When you book, you get more than the keys: message us before you arrive and we'll send our current, honest picks for your exact dates, because the right table genuinely shifts week to week. You can see both apartments here or book direct with us, no platform fees and the local knowledge to match.

We're Sissi and Galinos, owner-hosts in Kolonaki for more than a decade, reachable in English and Greek throughout your stay. Verified July 2026.

Photos: JIP / Wikimedia Commons / CC BY-SA 4.0; Heiko Gorski / Wikimedia Commons / CC BY-SA 3.0; Maria Eklind / Wikimedia Commons / CC BY-SA 2.0.

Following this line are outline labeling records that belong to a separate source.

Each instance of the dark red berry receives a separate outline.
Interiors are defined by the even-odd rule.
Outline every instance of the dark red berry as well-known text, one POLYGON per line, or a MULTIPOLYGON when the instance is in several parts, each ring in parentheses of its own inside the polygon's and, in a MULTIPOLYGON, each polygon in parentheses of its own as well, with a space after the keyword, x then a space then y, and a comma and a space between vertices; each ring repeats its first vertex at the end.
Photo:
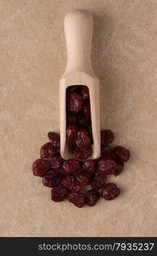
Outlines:
POLYGON ((77 118, 74 114, 68 113, 66 117, 66 123, 68 125, 76 125, 77 122, 77 118))
POLYGON ((51 160, 56 151, 57 148, 51 143, 47 143, 41 148, 41 158, 51 160))
POLYGON ((37 159, 32 165, 33 174, 35 176, 44 176, 50 167, 50 164, 44 159, 37 159))
POLYGON ((75 159, 70 159, 64 162, 63 164, 63 171, 66 174, 72 174, 76 172, 80 171, 81 168, 81 163, 75 159))
POLYGON ((110 130, 101 131, 101 144, 103 146, 111 143, 115 140, 115 135, 110 130))
POLYGON ((48 134, 48 137, 54 148, 60 148, 60 136, 59 136, 59 134, 58 134, 56 132, 49 131, 48 134))
POLYGON ((86 160, 91 154, 91 147, 87 147, 86 148, 79 148, 76 147, 73 151, 73 154, 76 158, 86 160))
POLYGON ((112 148, 109 145, 101 147, 101 157, 109 156, 112 152, 112 148))
POLYGON ((55 202, 64 201, 68 197, 68 190, 62 185, 54 187, 51 189, 51 199, 55 202))
POLYGON ((87 160, 83 163, 83 170, 87 173, 93 173, 95 171, 95 163, 93 160, 87 160))
POLYGON ((119 195, 121 189, 115 183, 108 183, 101 191, 101 196, 105 200, 112 200, 119 195))
POLYGON ((62 180, 62 184, 70 191, 78 192, 81 187, 72 175, 65 176, 62 180))
POLYGON ((98 201, 100 193, 97 190, 91 189, 87 191, 85 197, 85 202, 89 207, 93 207, 98 201))
POLYGON ((102 189, 106 183, 106 176, 102 177, 99 172, 95 172, 93 181, 91 183, 91 187, 95 190, 99 190, 102 189))
POLYGON ((111 157, 104 157, 98 160, 98 171, 101 176, 106 176, 106 174, 115 174, 117 165, 111 157))
POLYGON ((66 135, 67 135, 68 141, 75 140, 77 135, 77 126, 75 125, 68 125, 66 129, 66 135))
POLYGON ((89 178, 85 172, 81 172, 76 174, 76 181, 79 183, 81 187, 86 186, 89 183, 89 178))
POLYGON ((130 158, 130 151, 121 146, 115 147, 113 149, 113 154, 116 158, 119 158, 124 162, 127 162, 130 158))
POLYGON ((82 88, 81 95, 82 95, 83 100, 89 99, 89 89, 87 86, 82 88))
POLYGON ((80 129, 77 131, 76 144, 77 148, 85 148, 90 143, 90 137, 85 129, 80 129))
POLYGON ((91 106, 90 106, 90 102, 87 102, 84 104, 83 106, 83 111, 84 113, 86 114, 87 117, 90 118, 91 117, 91 106))
POLYGON ((67 95, 67 110, 78 113, 82 108, 82 97, 80 94, 70 92, 67 95))
POLYGON ((58 186, 62 181, 62 174, 57 170, 50 170, 42 177, 42 183, 46 187, 55 187, 58 186))
POLYGON ((68 200, 77 207, 82 207, 85 205, 85 195, 81 192, 72 192, 69 195, 68 200))
POLYGON ((51 163, 51 167, 53 169, 59 169, 62 166, 62 164, 64 162, 64 159, 60 156, 60 154, 56 154, 52 157, 50 163, 51 163))

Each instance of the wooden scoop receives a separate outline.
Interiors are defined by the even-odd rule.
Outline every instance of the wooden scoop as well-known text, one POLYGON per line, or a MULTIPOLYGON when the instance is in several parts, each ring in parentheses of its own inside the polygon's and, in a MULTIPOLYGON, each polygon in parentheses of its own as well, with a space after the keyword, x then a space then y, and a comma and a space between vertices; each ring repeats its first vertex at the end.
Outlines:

Frequently asked questions

Where should I eat in Kolonaki, Athens?
Kolonaki is strongest for modern Greek cooking, wine bars and relaxed local lunches rather than cheap tourist tavernas. As resident hosts, we'd split the day: a quick counter lunch near Kolonaki Square, an early-evening wine bar around 19:30, then a modern Greek dinner booked a day ahead. The best tables get reserved Thursday to Saturday, so plan the dinner rather than turning up on the night.
Is Kolonaki expensive for eating out?
Prices sit above the Athens average because Kolonaki is the upscale residential quarter at the foot of Lycabettus. You're usually paying for genuinely better sourcing and cooking, not just the postcode. The best value here, as almost everywhere in Athens, is lunch: a home-style cooked-dish (mageirefta) lunch at a proper taverna costs far less than the same quality at dinner.
Do I need to book restaurants in Kolonaki in advance?
For the good modern Greek and special-occasion kitchens, yes, especially Thursday to Saturday evenings. Message the restaurant a day ahead rather than arriving at 21:00 and hoping for a table. Casual lunch spots, bakeries and wine bars are usually fine to walk into.
How do I eat like a local rather than a tourist in Kolonaki?
Follow the Athenian rhythm: a light coffee-and-a-bite late morning, a proper Greek lunch around 14:00, a wine bar with small plates around 19:30, then dinner at 21:00 or later. Trust short, mostly Greek-language menus and dining rooms with actual Greeks in them, and skip anywhere with photos on the menu.
Is Kolonaki a good area to stay in for food in Athens?
Yes, if you want to eat well and walk home. Kolonaki is a calm, central, walkable base a short flat walk from Syntagma, with modern Greek restaurants, wine bars and lunch spots all within a five to ten minute stroll of each other. For the classic cheap-taverna and souvlaki experience you'll want a short walk downhill towards Plaka.